O estranho animal parecia estar completamente imóvel. Talvez estivesse dormindo e se deixava embalar pelas ondas. O comandante Ferragut não quis perder a oportunidade que se lhe apresentava. Era o momento mais favorável para atacar. Deu as ordens necessárias, e a fragata, mantida a pressão baixa, avançou com cuidado para não despertar o inimigo. Não é raro encontrar, em pleno oceano, baleias dormindo profundamente, que podem ser atacadas com êxito. Ned Land havia arpoado mais de uma baleia nessas mesmas condições.
O canadense voltou ao seu posto.
A Abraham Lincoln aproximou-se sem ser notada, e parou a dois cabos de distância do narval e, a seguir, deixou-se levar pelo impulso adquirido. Toda a tripulação conteve a respiração. Aproximava-se o momento decisivo no qual veríamos recompensados todos os nossos esforços. Já estávamos a menos de cem pés do ponto luminoso.
Encontrava-me inclinado sobre o parapeito do castelo de proa e via na parte inferior o canadense, segurando com uma das mãos o seu terrível arpão. Estávamos a apenas vinte pés do animal, que continuava imóvel, totalmente alheio aos nossos movimentos ofensivos.

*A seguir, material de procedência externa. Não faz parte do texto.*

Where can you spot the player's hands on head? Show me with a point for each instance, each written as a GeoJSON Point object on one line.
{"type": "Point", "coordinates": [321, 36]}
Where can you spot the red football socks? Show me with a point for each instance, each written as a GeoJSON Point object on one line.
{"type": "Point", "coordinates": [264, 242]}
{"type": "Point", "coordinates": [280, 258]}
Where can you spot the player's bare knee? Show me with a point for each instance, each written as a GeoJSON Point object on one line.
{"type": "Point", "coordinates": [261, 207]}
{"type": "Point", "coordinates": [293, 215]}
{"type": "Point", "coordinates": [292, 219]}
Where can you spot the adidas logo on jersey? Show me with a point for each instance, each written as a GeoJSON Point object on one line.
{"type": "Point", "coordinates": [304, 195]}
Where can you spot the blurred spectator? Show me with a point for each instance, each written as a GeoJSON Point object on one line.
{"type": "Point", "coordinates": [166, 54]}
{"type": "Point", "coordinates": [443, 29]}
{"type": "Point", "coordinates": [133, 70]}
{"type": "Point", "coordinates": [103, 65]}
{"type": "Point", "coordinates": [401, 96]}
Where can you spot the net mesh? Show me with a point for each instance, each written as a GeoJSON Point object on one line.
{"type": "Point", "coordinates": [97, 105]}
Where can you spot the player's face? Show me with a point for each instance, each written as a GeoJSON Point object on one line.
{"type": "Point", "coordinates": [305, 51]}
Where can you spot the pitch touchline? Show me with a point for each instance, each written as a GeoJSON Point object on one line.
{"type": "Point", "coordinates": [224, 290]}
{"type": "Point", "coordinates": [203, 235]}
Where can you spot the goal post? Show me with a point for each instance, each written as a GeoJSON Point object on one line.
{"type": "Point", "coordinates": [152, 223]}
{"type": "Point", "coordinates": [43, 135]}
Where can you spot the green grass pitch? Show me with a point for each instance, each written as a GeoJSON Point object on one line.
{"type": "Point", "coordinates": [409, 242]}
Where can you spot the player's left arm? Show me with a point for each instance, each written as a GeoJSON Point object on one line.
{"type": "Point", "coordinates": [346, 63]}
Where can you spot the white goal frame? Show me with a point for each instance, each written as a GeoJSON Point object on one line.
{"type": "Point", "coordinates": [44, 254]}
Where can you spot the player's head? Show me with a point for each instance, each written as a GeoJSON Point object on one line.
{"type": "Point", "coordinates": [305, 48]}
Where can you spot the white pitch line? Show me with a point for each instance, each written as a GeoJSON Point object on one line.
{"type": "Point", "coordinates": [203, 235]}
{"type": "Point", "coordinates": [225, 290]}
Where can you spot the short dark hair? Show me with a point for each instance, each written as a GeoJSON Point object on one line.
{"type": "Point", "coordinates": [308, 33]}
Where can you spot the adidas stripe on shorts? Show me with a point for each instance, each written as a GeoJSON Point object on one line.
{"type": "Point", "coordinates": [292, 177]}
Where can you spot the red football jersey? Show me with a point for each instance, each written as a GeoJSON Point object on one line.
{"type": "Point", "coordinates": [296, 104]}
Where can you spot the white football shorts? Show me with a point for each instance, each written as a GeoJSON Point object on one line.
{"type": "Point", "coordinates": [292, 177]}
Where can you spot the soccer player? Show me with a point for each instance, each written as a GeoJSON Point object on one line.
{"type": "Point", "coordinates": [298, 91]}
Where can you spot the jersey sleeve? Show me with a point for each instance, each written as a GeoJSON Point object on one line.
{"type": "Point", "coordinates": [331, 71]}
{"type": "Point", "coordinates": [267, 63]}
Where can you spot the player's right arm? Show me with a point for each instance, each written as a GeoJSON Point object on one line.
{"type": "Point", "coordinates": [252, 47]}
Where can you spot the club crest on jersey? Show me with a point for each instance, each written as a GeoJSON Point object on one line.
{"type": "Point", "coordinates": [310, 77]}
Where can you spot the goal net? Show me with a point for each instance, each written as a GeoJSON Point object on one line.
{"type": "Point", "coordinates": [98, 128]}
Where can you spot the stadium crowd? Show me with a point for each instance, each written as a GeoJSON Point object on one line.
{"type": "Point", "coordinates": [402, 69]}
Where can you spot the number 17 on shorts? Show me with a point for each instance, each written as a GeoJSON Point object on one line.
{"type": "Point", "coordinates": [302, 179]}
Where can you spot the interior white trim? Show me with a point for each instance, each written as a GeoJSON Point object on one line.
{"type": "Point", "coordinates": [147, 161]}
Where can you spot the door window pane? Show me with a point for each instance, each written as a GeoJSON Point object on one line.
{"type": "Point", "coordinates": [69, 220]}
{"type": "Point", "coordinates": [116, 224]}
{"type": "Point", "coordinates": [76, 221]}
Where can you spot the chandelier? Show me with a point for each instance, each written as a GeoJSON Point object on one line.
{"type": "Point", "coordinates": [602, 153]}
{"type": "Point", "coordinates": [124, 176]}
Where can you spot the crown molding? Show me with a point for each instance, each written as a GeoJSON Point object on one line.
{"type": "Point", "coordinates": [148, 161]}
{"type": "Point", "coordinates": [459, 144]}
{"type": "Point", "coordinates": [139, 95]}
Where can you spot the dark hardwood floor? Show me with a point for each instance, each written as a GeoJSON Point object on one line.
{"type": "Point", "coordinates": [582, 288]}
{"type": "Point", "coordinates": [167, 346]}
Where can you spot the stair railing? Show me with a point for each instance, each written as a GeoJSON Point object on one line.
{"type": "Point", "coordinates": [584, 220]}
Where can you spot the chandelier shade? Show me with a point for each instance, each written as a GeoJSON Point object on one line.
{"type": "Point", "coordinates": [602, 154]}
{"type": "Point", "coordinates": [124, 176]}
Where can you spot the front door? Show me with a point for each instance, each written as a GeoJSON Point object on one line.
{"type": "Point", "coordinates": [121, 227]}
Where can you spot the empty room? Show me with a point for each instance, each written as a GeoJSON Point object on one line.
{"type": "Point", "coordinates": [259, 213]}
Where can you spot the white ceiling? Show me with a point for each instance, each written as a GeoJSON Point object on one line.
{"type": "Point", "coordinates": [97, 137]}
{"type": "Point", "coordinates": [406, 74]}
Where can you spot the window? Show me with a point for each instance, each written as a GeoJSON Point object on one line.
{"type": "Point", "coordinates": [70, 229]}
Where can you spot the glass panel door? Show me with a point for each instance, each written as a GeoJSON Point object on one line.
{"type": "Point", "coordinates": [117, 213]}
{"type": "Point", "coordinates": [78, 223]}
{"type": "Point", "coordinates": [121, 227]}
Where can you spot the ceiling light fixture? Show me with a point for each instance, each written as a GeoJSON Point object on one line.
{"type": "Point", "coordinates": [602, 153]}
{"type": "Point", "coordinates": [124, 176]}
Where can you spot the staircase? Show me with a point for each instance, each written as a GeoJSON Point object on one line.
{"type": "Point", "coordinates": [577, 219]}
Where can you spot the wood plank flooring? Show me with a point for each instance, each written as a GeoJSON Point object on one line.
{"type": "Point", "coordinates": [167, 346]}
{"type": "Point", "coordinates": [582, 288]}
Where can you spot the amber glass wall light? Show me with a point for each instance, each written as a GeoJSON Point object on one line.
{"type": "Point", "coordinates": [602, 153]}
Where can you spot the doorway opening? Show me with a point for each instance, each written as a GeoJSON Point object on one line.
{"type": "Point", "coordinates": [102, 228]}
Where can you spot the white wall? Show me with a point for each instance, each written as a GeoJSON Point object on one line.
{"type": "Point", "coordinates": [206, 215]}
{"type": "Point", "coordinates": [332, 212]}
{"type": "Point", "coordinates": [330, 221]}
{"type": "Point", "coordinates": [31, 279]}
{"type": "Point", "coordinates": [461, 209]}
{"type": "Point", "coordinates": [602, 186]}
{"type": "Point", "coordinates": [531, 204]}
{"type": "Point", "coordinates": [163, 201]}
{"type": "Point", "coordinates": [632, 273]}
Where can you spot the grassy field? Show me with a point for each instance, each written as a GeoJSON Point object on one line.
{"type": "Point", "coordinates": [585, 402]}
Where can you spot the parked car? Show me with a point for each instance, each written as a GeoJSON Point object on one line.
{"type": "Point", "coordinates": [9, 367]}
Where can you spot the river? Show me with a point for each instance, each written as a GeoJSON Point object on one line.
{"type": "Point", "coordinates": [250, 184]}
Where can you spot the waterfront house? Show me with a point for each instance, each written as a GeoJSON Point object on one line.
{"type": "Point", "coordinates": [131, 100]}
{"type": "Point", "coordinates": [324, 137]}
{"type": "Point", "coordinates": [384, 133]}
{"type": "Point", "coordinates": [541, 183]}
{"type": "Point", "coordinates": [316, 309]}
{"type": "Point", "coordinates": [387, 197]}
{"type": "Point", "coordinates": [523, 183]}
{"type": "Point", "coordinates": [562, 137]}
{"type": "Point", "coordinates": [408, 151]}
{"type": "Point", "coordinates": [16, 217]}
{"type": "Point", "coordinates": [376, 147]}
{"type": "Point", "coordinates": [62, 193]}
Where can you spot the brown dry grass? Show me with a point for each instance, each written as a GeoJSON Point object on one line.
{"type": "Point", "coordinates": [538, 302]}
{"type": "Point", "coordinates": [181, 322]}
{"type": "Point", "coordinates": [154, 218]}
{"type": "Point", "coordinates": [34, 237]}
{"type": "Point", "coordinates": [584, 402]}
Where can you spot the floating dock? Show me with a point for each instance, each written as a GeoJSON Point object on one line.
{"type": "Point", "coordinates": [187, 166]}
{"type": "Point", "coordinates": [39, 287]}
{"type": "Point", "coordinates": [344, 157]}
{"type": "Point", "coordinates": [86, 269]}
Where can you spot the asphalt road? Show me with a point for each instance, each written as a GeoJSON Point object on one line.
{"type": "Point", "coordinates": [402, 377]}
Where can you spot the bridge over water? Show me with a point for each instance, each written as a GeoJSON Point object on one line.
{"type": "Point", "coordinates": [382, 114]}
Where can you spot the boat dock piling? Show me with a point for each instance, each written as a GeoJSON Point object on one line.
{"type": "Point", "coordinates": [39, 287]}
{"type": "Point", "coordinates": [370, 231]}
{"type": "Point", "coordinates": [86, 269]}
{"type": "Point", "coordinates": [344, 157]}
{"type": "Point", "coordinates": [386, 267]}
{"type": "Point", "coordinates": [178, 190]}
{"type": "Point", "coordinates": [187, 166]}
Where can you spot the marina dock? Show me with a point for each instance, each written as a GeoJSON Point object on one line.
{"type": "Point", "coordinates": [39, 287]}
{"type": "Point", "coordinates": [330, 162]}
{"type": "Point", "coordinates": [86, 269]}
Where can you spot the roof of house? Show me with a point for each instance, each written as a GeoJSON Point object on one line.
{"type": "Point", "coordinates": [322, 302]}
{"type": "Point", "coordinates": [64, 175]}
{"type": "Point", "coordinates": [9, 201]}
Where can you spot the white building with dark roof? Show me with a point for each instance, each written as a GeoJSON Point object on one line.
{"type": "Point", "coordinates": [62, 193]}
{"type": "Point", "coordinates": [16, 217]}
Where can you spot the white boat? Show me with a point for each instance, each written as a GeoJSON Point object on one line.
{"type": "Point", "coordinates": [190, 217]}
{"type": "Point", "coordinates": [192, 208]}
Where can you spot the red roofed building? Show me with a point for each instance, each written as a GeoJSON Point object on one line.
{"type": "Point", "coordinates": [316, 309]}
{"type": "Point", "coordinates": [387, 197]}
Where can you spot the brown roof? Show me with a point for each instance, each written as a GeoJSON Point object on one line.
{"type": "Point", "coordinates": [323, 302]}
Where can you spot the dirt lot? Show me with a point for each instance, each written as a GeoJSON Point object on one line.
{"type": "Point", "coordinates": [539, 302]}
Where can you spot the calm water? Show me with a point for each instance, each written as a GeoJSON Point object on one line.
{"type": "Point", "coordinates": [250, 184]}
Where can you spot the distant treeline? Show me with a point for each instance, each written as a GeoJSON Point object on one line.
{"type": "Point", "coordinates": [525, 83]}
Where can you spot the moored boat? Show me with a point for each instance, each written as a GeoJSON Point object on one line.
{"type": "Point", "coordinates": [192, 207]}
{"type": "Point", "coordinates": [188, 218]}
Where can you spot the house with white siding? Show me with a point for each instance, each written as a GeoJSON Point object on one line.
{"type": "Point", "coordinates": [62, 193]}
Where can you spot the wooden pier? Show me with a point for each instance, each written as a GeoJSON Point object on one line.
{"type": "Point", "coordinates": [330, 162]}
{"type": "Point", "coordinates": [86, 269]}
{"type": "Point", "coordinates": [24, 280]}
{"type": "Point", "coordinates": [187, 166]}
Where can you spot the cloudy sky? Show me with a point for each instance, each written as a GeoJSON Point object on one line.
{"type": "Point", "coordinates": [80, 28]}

Meus olhos não se apartavam de Ned Land, que permanecia impassível. De repente, se braço se estendeu violentamente, lançando o arpão. Do local onde me encontrava, percebi o choque produzido pela arma que pareceu bater contra um corpo duro.
O foco elétrico extinguiu-se de repente e simultaneamente caíram sobre nós duas enormes trombas d'água, que varreram o convés de popa a proa, derrubando todos os aparelhos.
Não percebi nada. Só sei que fui atirado por cima do parapeito e, sem ter tempo de agarrar-me, caí no mar.